Boston Lyric Opera (now the main game in town) brings Sir Peter Maxwell Davies’s eerie chamber opera The Lighthouse to the John F. Kennedy Presidential Library – evocatively waterside – February 8-12. It’s a brief piece (only 75 minutes), but as veterans of the 1983 U.S. premiere — directed by Peter Sellars and featuring Sanford Sylvan — will attest, an indelible experience.

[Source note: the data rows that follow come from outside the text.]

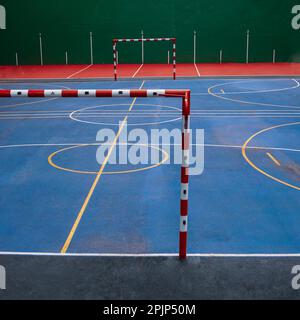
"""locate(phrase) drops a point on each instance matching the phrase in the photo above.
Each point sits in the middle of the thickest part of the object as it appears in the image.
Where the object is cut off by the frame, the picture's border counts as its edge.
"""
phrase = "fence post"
(41, 49)
(91, 47)
(247, 49)
(195, 46)
(142, 33)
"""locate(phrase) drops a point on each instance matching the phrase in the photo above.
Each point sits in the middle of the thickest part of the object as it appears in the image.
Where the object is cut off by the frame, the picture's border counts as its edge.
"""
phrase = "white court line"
(226, 255)
(251, 102)
(75, 73)
(197, 70)
(139, 68)
(152, 144)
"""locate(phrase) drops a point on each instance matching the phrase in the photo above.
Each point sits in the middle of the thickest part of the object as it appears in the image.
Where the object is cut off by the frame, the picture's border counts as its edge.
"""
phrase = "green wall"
(220, 24)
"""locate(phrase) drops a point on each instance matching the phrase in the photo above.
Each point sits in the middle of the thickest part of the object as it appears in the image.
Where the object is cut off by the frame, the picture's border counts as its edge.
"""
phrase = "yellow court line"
(273, 159)
(244, 153)
(87, 199)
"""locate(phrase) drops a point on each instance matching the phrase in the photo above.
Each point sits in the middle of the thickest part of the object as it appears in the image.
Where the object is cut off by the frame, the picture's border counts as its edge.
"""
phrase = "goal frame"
(184, 95)
(116, 41)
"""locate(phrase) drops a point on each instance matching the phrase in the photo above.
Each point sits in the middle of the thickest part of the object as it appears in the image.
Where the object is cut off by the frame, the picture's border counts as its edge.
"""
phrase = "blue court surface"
(245, 202)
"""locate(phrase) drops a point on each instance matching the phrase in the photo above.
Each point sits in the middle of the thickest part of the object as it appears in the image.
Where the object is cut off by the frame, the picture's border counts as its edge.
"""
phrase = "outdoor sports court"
(243, 203)
(205, 118)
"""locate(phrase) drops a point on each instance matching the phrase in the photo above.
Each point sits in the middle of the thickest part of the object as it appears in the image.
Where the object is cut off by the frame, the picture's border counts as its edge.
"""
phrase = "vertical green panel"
(220, 24)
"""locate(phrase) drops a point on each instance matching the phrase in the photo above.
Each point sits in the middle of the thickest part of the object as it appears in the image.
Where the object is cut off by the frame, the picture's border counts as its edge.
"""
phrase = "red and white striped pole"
(115, 59)
(184, 176)
(185, 95)
(174, 59)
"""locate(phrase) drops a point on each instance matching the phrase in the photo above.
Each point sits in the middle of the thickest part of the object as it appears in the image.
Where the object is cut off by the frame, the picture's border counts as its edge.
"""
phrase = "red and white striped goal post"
(115, 41)
(185, 95)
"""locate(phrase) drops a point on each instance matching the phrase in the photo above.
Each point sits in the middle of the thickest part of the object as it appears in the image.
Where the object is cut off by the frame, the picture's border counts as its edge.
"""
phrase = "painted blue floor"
(234, 207)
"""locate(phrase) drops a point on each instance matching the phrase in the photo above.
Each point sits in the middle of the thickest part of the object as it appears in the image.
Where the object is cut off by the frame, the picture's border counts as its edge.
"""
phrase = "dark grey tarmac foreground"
(98, 277)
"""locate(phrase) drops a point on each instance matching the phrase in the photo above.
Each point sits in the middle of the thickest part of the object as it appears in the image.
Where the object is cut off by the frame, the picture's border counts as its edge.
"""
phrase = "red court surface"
(148, 70)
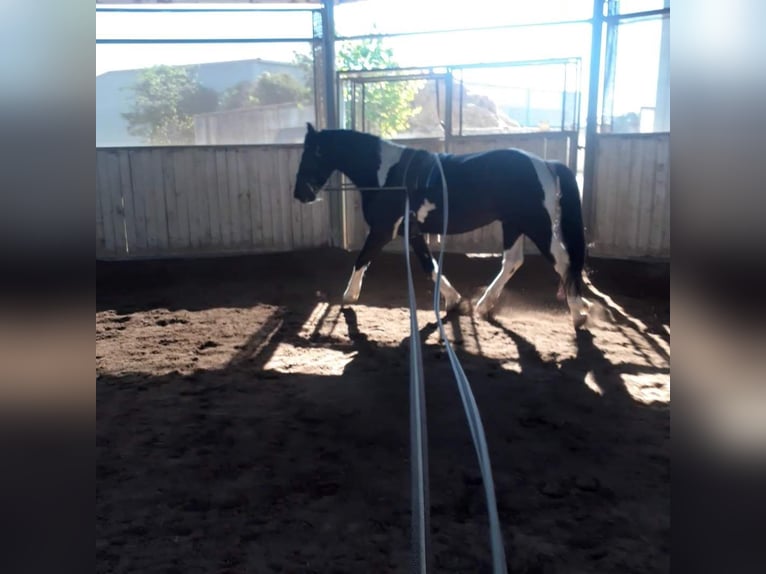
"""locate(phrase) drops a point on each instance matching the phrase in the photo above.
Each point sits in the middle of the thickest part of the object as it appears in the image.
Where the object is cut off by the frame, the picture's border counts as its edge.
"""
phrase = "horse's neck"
(360, 157)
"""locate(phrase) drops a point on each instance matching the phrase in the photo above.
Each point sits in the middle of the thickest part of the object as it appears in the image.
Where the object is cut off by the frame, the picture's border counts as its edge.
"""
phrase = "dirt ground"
(245, 423)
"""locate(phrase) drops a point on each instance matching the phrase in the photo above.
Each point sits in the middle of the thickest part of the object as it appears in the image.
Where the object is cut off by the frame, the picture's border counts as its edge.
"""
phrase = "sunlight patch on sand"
(289, 359)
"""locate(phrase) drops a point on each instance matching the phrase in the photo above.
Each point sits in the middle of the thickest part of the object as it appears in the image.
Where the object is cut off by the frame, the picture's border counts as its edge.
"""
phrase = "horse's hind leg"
(372, 247)
(556, 253)
(451, 297)
(513, 257)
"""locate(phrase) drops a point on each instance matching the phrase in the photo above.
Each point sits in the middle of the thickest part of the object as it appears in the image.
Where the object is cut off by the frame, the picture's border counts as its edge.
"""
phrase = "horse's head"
(315, 168)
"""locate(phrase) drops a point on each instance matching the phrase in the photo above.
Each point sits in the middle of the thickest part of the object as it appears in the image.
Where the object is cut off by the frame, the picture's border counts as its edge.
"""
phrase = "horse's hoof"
(349, 299)
(481, 311)
(579, 321)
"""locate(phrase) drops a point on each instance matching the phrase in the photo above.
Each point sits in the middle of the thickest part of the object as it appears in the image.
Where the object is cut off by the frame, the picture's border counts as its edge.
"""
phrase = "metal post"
(591, 127)
(328, 38)
(337, 200)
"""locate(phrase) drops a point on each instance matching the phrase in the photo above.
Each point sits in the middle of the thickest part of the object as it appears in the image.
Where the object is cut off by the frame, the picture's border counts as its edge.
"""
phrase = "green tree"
(388, 106)
(239, 96)
(280, 89)
(165, 101)
(268, 89)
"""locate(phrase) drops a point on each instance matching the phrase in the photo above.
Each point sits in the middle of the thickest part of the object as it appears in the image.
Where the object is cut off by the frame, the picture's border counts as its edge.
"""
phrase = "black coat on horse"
(528, 195)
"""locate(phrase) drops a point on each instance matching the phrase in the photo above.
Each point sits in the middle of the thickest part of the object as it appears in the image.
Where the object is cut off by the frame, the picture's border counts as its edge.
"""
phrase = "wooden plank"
(182, 192)
(134, 224)
(197, 232)
(224, 199)
(238, 239)
(253, 174)
(244, 212)
(626, 154)
(172, 217)
(102, 245)
(660, 238)
(157, 211)
(288, 166)
(646, 199)
(270, 188)
(604, 197)
(202, 189)
(211, 192)
(105, 180)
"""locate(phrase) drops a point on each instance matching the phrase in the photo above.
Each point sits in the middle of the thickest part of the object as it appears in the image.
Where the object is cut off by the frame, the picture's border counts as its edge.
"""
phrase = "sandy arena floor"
(245, 423)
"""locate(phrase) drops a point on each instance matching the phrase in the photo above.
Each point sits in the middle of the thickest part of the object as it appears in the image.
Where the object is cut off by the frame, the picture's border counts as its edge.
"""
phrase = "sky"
(638, 54)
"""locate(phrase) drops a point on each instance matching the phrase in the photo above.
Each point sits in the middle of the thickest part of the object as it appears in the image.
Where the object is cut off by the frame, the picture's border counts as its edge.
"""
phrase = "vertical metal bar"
(564, 101)
(328, 37)
(448, 110)
(591, 127)
(460, 110)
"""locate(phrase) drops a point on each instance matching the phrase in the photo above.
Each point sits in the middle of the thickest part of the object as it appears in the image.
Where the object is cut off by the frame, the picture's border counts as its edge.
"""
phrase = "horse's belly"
(460, 221)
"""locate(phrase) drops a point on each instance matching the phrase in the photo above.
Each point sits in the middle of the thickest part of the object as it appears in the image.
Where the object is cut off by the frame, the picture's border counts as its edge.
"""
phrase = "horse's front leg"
(372, 247)
(451, 296)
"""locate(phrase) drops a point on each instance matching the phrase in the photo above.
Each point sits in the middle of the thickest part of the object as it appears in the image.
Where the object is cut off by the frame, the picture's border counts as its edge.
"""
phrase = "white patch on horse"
(390, 154)
(512, 260)
(354, 287)
(550, 184)
(552, 189)
(424, 210)
(450, 294)
(396, 226)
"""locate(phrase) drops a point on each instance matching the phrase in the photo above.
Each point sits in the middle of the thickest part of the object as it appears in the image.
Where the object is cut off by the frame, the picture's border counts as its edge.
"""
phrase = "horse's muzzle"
(304, 192)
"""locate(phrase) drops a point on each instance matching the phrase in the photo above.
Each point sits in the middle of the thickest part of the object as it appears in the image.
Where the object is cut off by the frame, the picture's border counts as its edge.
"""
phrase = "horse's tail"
(572, 228)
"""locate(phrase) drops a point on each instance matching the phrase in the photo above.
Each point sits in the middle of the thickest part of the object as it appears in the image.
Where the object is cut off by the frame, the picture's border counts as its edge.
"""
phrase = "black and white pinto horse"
(529, 196)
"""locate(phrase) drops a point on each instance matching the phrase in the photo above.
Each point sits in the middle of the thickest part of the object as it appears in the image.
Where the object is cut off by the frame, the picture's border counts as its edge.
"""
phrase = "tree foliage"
(268, 89)
(280, 89)
(388, 106)
(166, 98)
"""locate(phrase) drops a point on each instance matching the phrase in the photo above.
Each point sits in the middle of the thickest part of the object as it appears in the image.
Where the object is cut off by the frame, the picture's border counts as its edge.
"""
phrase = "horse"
(529, 196)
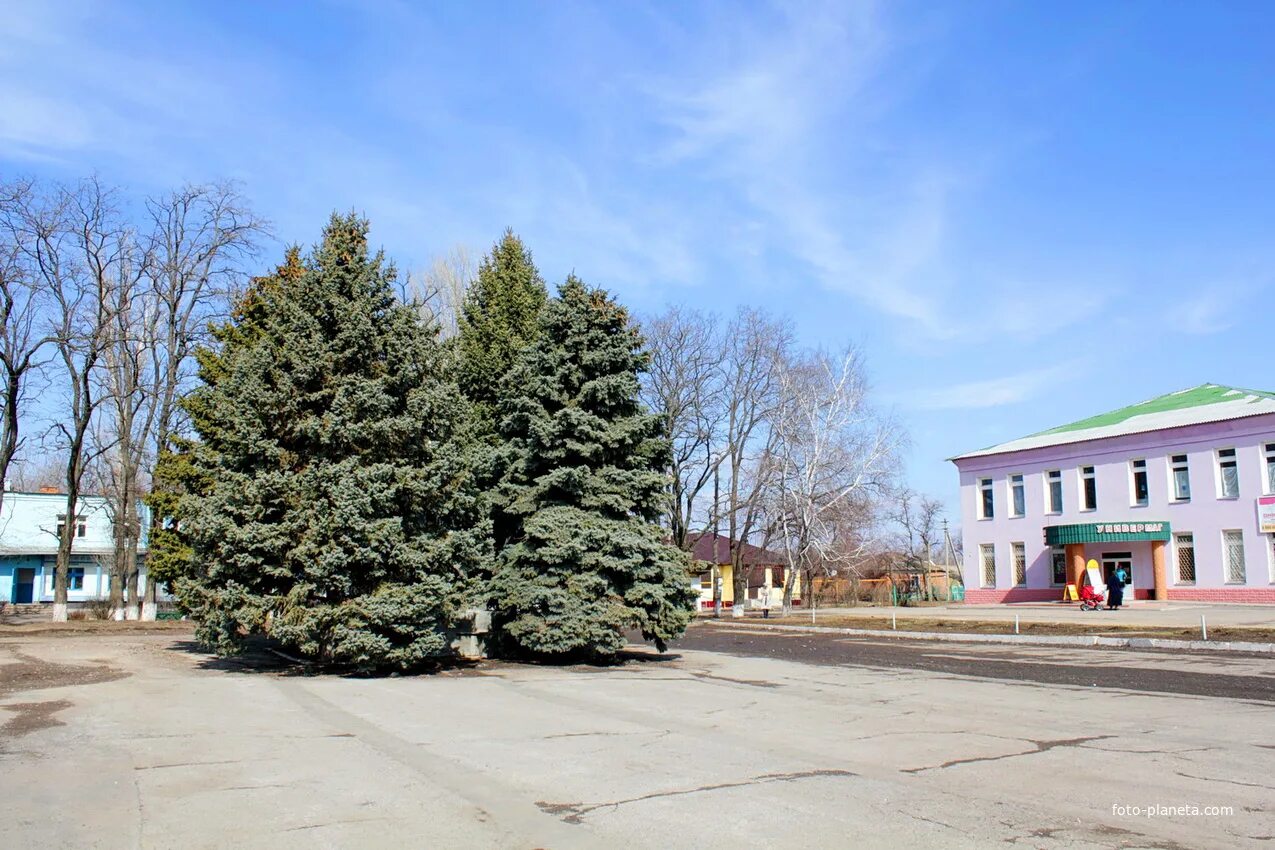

If you’d like to witness an opera in its earliest, near-larval stage, on February 7-8 HERE’s Culturemart 2012 – a New York alterna-fest — offers a chance to witness staged excerpts and a libretto reading of The Scarlet Ibis, with music by Stefan Weisman, libretto by David Cote (chief theatre critic for Time Out New York). The soprano part goes to Hai-Ting Chinn (left), who made a splash on the Wendy Williams Show recently, singing Weisman’s setting of the (seemingly endless) ingredients list for the now obsolete Hostess Twinkie. The YouTube clip is priceless. And as long as you’re amusing yourself operatically, don’t miss the latest variation on a popular YouTube meme: “Sh*t Opera Singers Say”.